Seriously? - “Rights holders are finding it difficult to control the use of their works in training AI models”? “finding it difficult”? That’s a very conciliatory way to say “individuals that lack recourse are having the ownership of their works violated en masse”. By an industry spread almost exlusively between the USA and China, no less.
Anubis
Anyway - anubis is a proof-of-work middleware that sits in front of your site and issues challenges to clients. The short summary of anubis’ proof-of-work is like this:
- I give you a ‘challenge’. Say ‘Thursday’.
- I give you a ‘difficulty’. In anubis’ case, this is the number of leading zeroes your answer should have.
- You sha256sum my challenge with varying nonces until you have a hash with the right number of leading zeroes.
- You give me your answer, including the nonce that generated a suitable answer.
- I confirm that the shasum of the challenge + nonce has the right number of leading zeroes.
- I hand you a cookie that you provide on future requests so you don’t need to go through this again.
Step 3 is the work, and the proof of that work is the nonce. It does work - maybe two thirds of all requests I used to see on my dinky website are now stopped at the front door. Of course the reason it works isn’t because AI scrapers aren’t able to run a little script - they can and do, and some still get through. But it changes the finances. It makes it just that little bit more expensive to scrape me, and in a lot of cases, that seems to be enough.
Downsides
I don’t really want javascript on my site. Sure, the music pages use it - there’s not much else I can do to trigger playback.
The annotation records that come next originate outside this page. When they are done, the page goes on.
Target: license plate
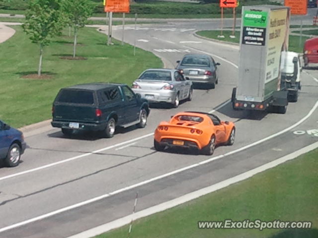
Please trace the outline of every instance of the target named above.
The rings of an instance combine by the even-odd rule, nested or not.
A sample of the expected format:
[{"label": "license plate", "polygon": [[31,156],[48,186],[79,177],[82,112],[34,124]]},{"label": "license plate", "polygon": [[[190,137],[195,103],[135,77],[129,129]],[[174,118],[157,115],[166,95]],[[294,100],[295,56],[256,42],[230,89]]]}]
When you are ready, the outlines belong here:
[{"label": "license plate", "polygon": [[155,98],[155,96],[149,95],[149,94],[146,94],[146,95],[145,95],[145,97],[146,98],[146,99],[154,99]]},{"label": "license plate", "polygon": [[182,140],[173,140],[172,144],[177,145],[183,145],[184,144],[184,141]]},{"label": "license plate", "polygon": [[197,71],[190,70],[189,74],[191,75],[197,75],[199,74],[199,72]]},{"label": "license plate", "polygon": [[248,102],[254,102],[255,99],[253,97],[245,97],[245,101],[247,101]]},{"label": "license plate", "polygon": [[76,129],[78,129],[79,128],[80,128],[80,123],[77,122],[70,122],[69,126],[70,127],[70,128],[75,128]]}]

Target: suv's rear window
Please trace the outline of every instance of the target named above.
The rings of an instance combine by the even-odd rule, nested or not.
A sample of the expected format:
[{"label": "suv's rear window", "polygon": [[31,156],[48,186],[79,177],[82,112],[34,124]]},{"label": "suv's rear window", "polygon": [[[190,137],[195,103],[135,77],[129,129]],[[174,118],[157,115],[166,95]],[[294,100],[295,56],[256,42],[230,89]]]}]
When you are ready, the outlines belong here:
[{"label": "suv's rear window", "polygon": [[93,92],[89,91],[63,90],[59,95],[57,101],[60,103],[93,104]]}]

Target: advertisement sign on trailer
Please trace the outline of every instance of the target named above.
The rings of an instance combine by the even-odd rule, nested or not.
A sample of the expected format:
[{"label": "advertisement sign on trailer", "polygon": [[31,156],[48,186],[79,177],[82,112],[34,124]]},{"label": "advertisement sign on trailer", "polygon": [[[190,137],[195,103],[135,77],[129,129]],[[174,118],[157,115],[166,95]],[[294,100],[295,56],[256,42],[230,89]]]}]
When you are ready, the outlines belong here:
[{"label": "advertisement sign on trailer", "polygon": [[307,0],[285,0],[285,5],[291,8],[292,15],[307,14]]},{"label": "advertisement sign on trailer", "polygon": [[129,0],[107,0],[105,11],[129,13]]}]

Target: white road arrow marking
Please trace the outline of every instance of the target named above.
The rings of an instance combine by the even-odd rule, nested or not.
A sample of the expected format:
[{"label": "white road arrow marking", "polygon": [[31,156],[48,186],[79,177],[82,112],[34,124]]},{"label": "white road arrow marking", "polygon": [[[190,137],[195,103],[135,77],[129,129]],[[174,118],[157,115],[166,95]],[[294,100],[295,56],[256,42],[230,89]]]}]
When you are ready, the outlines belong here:
[{"label": "white road arrow marking", "polygon": [[200,44],[202,43],[202,41],[180,41],[180,43],[194,43],[194,44]]},{"label": "white road arrow marking", "polygon": [[314,136],[318,136],[318,129],[308,130],[307,130],[307,134],[308,134],[309,135],[314,135]]},{"label": "white road arrow marking", "polygon": [[141,41],[142,42],[149,42],[149,41],[148,40],[144,40],[143,39],[140,39],[137,41]]},{"label": "white road arrow marking", "polygon": [[180,30],[180,31],[181,31],[181,32],[184,32],[185,31],[194,31],[195,30],[195,29],[194,28],[192,28],[192,29],[183,29]]}]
But the rest has always been plain HTML and CSS. So adding javascript just to load the site is rather sad.
The little mascot I could do without. And really, I could just remove it myself. I’m compiling anubis myself, instead of using the prebuilt docker image. I’ve already changed the styling to have it match the rest of the site. Removing the mascot and small advert for the author’s business is simple. But out of respect for the author (and their specific offer to provide a white-label version for a fee), I’ve left these elements in.
Containers
When setting up anubis, I did consider using the container images provided by the author. For a while now, I’ve been thinking about migrating everything I run on my servers to containers on top of a small Kubernetes cluster. It’s my job, so I know how to do it, and I don’t think it’s much work.
This would allow me to play with things like Yoke.
Or I could skip Kubernetes entirely and use something like Kamal. Although the lack of formal Podman support is a bummer.
Of course, I run quite a few things these days. Running Misskey in a cluster isn’t that hard, but migrating my existing postgresql instance would take a fair amount of time. I’m much more familiar with MariaDB. It would just be two deployments with hostPath mounts to an NFS directory. Unworkable at scale, but it’ll do for a dinky private site. Komga and Jellyfin would be simpler, as they come with all their nuts and bolts pre-fitted. This website would probably just be an nginx pod.
Calico could hand out private addresses within the home subnet, but outside the pool. And kubernetes-ingress could just use the host network so my A records can stay the same.
But I’m always left with the same sort of hesitation. Like, it’s a lot of work. To mostly get back to my starting position. It isn’t like I need to, or even could scale the things I run. You can’t simply spin up twenty postgres pods and have twenty-way load distribution. If everything is on one disk, then you’re bound to one disk’s worth of IO. The benefit is distributing CPU and memory load - which isn’t an issue I’m close to having.
Maybe I’ll do it at some point. I don’t know. It wouldn’t hurt to have somewhere to play with gateways.
But then again, do I really want to convert my nftables ruleset to iptables-syntax, so when kube-proxy shits all over said rules, I can follow everything in one place? Probably not. So maybe I wont do it at some point.